We met the principal at the hospital and I think he appreciated all of us visiting. Then we visited with his wife and a younger man who might have been his son (I wasn’t exactly sure) in a hospital room. The younger guy looked to be in some pain and had a taped up wrist and some blood on his shirt. The wife didn’t seem to be injured, though it was hard to tell for just a short amount of time because I didn’t linger.
Outside of the room, one of the veterans Noele was sitting on the steps with his head in his hands. A few months ago, Noele had been in a pretty bad car accident—the car had rolled several times though, luckily, he wasn’t seriously hurt. I’m sure seeing the car wreck and the boy who was hurt was just bringing back memories. A couple other veterans were sitting with him and then got him up to walk away, holding his hands and with their arms around him. Cameroonian camaraderie.
We loaded up the bus again and hit the road.

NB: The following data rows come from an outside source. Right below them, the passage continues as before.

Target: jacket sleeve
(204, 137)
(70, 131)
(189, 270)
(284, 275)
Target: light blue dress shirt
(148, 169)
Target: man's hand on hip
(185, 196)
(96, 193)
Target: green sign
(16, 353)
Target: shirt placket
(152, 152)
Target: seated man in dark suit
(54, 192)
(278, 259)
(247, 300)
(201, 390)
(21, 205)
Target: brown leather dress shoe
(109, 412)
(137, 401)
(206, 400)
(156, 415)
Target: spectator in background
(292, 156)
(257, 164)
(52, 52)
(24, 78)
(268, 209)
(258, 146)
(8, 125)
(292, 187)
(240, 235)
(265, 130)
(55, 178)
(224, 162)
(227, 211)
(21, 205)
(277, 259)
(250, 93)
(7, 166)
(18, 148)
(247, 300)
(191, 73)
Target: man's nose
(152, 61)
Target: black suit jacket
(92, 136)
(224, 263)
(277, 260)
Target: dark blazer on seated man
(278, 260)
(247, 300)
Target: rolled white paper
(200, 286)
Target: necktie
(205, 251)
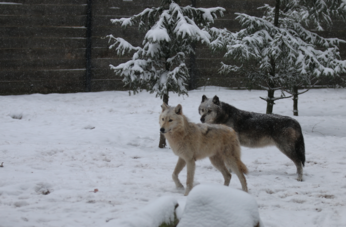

Thursday, November 4, 2010

Some greetings in fulfulde

When greeting somebody in Fulfulde, it’s proper to ask a series of questions, essentially about how the other person is. This can range from 2 or 3 questions to 5 minutes of questions, depending on how much you know the other person or how much respect you have for them. The response to each of them is almost always one of three things: “Jam nii,” “Jam koodume,” or “Koy dum nii.” The first and last mean “fine” and the middle response means like “really fine.” The answer depends on how the questions are asked and also how you answered the last question. Usually Jam koodume isn’t used multiple times in a row, though Jam nii or Koy dum nii can be. Also, one other thing used from time to time is “al hamdu lillaahi” which is Arabic and means “Thank God,” or “Thanks be to God” or something like that. The questions can go back and forth, sometimes with each person asking and responding at the same time; sometimes one person asks for a while and then switches; and still other times a chief or lamido will just sit there and the other person will ask him the questions. It can get quite confusing. Here are a few of my favorites, in Fulfulde and then with a rough English translation…
(Note: most greetings in fulfulde don’t use verbs, so I’ll put the direct translation and, if necessary, what it actually means)

Sannu! Hello/good day!
Mi hofni ma. I say hello to you.
Jam. Fine/hello.
Jam na? Fine, yes? (Are you fine?)
Jam bandu na? Body fine, yes? (Is the body fine?)
Jam saare na? House fine, yes?
Jam saare ma na? Your house fine, yes?
A don habda, na? Are you managing? (Can also be translated as “Are you defending yourself?”)
Jam bikkon na? Children fine, yes?
Noy? How?
Noy guldum? How heat?
Noy peewol? How cold?
Noy nange? How sun?
Noy kuugal? How work?
A don saati na? Are you hard? (I kid you not, they use this.)
Noy saati? How hard?
Noy comri? How tired? (How is the tiredness/fatigue?)
Noy sukle? How work?
A hirti jam na? You passed a good night, yes?
Noy ndiyam kadi? So then, how rain?
Noy laawol? How road/path? (This one is usually used if you’ve just come from/to somewhere)
A wari na? You have come, yes?
A nyalli jam na? You passed a good day, yes?